Nonexporter plants and exporter plants vs. labor productivity, showing that trade strengthens plants

Figure 2A. When labor productivity is higher, plants export more.

Trade strengthens plants a few plants at a time and a few products at a time

…exporters are in the minority; they tend to be more productive and larger, yet they usually export only a small fraction of their output.

…of the roughly 200,000 plants in the Census, only 21 percent report exporting anything.

Even the plants that do export sell mostly at home. Around two-thirds of the exporters sell less than 10 percent of their output abroad. More than half of exports come from these plants.

Fewer than 5 percent of the exporting plants (which also account for about 5 percent of exporters’ total output) export more than 50 percent of their production.

Trade strengthens plants by leaving them larger and more productive

How can we reconcile the low level of export participation and export intensity by individual plants with the fact that 14 percent of gross U.S. manufacturing production is exported? The major reason… is that the plants that export are much bigger, shipping on average 5.6 times more than nonexporters. Even excluding their exports, plants that export ship 4.8 times as much to the U.S. market than their nonexporting counterparts.

…plants… differ substantially in measured productivity. A substantial number of plants have productivity either less than a fourth or more than four times the average.

Plants that export appear to be more productive.

…Figure 2A brings out the striking association between [productivity and export performance]. The exporters’ productivity distribution is a substantial shift to the right of the nonexporters’ distribution.

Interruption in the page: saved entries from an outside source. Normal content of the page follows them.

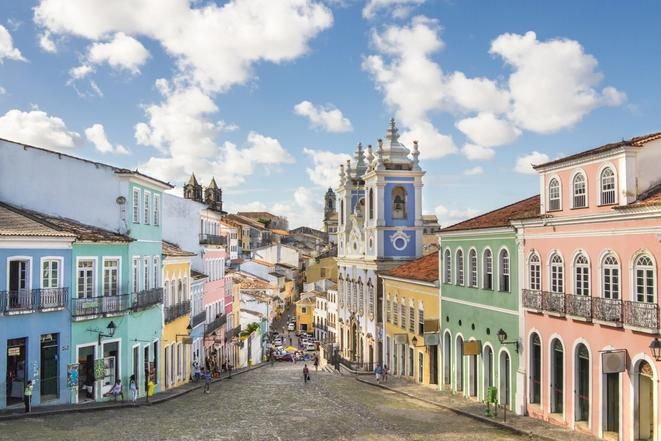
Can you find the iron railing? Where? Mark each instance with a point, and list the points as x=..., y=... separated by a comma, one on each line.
x=532, y=299
x=641, y=314
x=578, y=305
x=175, y=311
x=607, y=310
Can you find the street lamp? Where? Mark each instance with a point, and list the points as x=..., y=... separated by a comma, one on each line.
x=502, y=337
x=655, y=348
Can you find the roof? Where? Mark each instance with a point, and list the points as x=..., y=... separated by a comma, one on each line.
x=14, y=223
x=638, y=141
x=500, y=217
x=424, y=269
x=173, y=250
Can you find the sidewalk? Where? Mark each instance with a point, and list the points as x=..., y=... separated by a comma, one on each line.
x=535, y=429
x=40, y=411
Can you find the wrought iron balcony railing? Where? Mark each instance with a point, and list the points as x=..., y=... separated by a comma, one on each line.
x=175, y=311
x=641, y=315
x=579, y=305
x=607, y=310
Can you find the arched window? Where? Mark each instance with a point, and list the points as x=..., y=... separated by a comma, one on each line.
x=554, y=195
x=448, y=266
x=581, y=276
x=399, y=203
x=487, y=268
x=534, y=273
x=504, y=270
x=580, y=196
x=557, y=274
x=459, y=278
x=472, y=268
x=610, y=276
x=607, y=184
x=645, y=279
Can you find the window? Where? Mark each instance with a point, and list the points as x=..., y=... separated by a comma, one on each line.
x=581, y=276
x=644, y=273
x=580, y=197
x=472, y=268
x=460, y=268
x=554, y=195
x=50, y=273
x=448, y=266
x=607, y=180
x=488, y=269
x=110, y=277
x=147, y=216
x=534, y=273
x=136, y=205
x=86, y=278
x=504, y=270
x=611, y=277
x=157, y=209
x=557, y=274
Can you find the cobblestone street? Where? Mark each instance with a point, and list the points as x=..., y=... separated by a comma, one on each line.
x=269, y=403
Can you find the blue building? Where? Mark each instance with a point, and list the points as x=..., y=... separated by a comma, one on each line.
x=35, y=323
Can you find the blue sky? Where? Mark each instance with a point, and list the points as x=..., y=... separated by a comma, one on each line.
x=266, y=95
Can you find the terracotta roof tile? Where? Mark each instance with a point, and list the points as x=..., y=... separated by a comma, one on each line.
x=424, y=269
x=500, y=217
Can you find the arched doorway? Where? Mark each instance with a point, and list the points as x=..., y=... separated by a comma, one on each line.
x=557, y=376
x=645, y=402
x=459, y=368
x=582, y=388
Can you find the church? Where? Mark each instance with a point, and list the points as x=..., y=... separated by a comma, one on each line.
x=380, y=226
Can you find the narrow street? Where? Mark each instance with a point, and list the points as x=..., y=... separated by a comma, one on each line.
x=270, y=403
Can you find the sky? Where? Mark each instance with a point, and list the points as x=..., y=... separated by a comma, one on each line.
x=270, y=96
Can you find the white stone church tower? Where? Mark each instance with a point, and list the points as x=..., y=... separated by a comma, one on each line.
x=379, y=203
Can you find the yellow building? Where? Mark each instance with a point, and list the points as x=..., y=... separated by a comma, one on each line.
x=325, y=268
x=176, y=344
x=412, y=311
x=305, y=312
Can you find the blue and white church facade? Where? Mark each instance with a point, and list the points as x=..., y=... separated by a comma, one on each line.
x=379, y=203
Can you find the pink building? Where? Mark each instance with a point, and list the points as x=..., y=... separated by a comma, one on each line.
x=590, y=297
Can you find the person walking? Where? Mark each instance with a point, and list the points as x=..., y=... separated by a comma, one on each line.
x=27, y=397
x=306, y=374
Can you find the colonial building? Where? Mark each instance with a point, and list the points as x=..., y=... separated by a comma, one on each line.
x=379, y=226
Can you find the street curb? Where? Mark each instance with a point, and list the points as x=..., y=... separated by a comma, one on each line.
x=463, y=412
x=19, y=416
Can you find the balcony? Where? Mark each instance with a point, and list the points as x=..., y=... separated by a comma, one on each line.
x=23, y=301
x=100, y=305
x=641, y=315
x=175, y=311
x=212, y=239
x=579, y=306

…exporters have a 33-percent advantage in labor productivity overall, and a 15-percent advantage relative to nonexporters within the same 4-digit industry.

When trade strengthens plants, prices get lower

…greater efficiency not only raises the probability of exporting, it will also likely result in a lower domestic price. Even though, as we showed above, more efficient plants tend to be further ahead of their rivals, so can charge a higher markup, these rivals, nonetheless, tend to be more efficient themselves, forcing the plant to set a lower price.

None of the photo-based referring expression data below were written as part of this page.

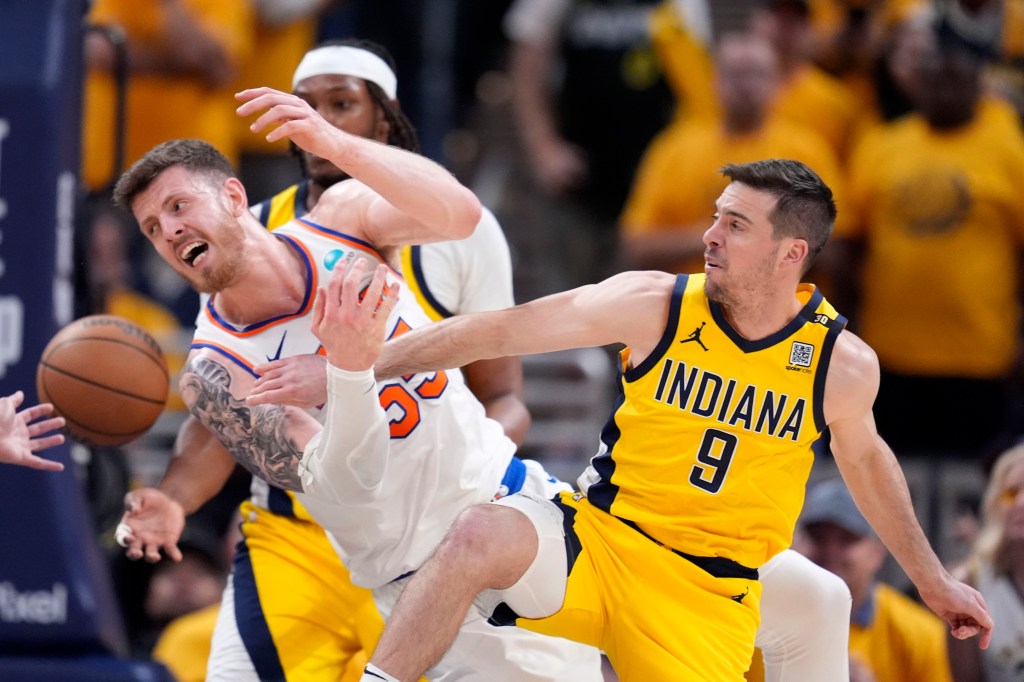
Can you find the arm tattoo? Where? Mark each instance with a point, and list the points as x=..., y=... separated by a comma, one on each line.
x=256, y=436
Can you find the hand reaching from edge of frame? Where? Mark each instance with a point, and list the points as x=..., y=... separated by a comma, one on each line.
x=350, y=327
x=152, y=522
x=22, y=435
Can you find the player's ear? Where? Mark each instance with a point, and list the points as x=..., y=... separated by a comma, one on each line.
x=383, y=129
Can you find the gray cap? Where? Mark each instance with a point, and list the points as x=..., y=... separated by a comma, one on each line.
x=830, y=502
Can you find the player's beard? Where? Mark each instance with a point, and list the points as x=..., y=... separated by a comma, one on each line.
x=739, y=288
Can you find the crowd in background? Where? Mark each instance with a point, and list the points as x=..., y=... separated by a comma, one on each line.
x=594, y=130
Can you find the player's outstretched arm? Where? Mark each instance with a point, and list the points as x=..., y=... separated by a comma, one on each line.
x=22, y=435
x=878, y=485
x=348, y=460
x=267, y=440
x=630, y=308
x=414, y=199
x=153, y=522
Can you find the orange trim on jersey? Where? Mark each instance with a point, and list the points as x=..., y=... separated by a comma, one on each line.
x=227, y=352
x=351, y=242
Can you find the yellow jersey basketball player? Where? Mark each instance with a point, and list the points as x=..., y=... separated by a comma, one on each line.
x=705, y=457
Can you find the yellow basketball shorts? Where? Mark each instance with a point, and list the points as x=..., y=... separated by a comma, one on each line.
x=297, y=611
x=655, y=614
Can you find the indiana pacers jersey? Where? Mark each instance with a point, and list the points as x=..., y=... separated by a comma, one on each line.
x=435, y=424
x=710, y=445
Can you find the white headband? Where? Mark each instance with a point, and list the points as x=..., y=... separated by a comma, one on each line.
x=345, y=60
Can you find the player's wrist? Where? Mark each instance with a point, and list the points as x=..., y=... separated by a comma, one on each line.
x=341, y=377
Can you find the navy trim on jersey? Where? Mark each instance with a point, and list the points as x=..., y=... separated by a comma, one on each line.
x=229, y=328
x=416, y=258
x=515, y=475
x=251, y=621
x=263, y=212
x=301, y=194
x=748, y=346
x=220, y=350
x=835, y=327
x=327, y=230
x=671, y=328
x=280, y=502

Although foreign markets are small in plants’ revenues, the international economy nonetheless plays an important role in determining which producers are in business and which are good enough to export.

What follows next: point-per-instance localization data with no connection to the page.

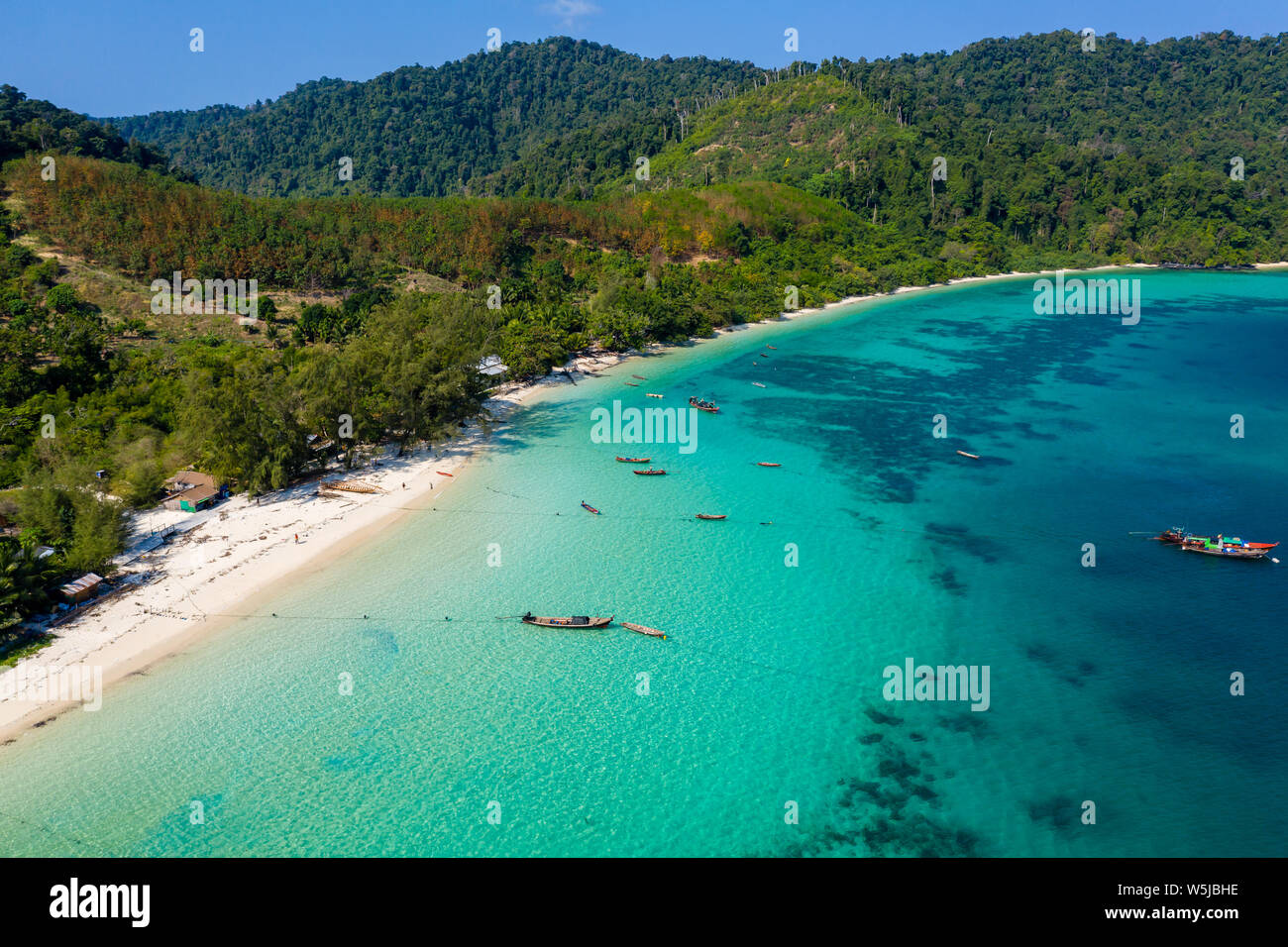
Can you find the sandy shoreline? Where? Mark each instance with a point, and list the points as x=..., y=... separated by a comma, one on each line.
x=223, y=570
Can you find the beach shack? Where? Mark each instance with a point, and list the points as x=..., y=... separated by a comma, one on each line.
x=492, y=365
x=84, y=587
x=191, y=491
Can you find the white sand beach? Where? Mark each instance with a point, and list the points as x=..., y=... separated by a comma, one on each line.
x=239, y=557
x=244, y=552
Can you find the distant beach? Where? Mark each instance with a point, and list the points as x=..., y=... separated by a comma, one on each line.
x=246, y=552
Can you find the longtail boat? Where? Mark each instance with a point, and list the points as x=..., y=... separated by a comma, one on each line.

Trade strengthens plants because people shift to high-productivity plants

Lower trade barriers… tend to nudge out low-productivity plants while enabling the highly productive to sell more abroad.

Even though the number of U.S. plants fall there is little net job destruction (but substantial job turnover).

Aggregate productivity rises as employment shifts from low-productivity plants driven out by import competition to high-productivity plants turning toward export markets.[1]


  1. Bernard, Andrew B., et al. “Plants and productivity in international trade.” The American Economic Review 93.4 (2003): 1268-1290.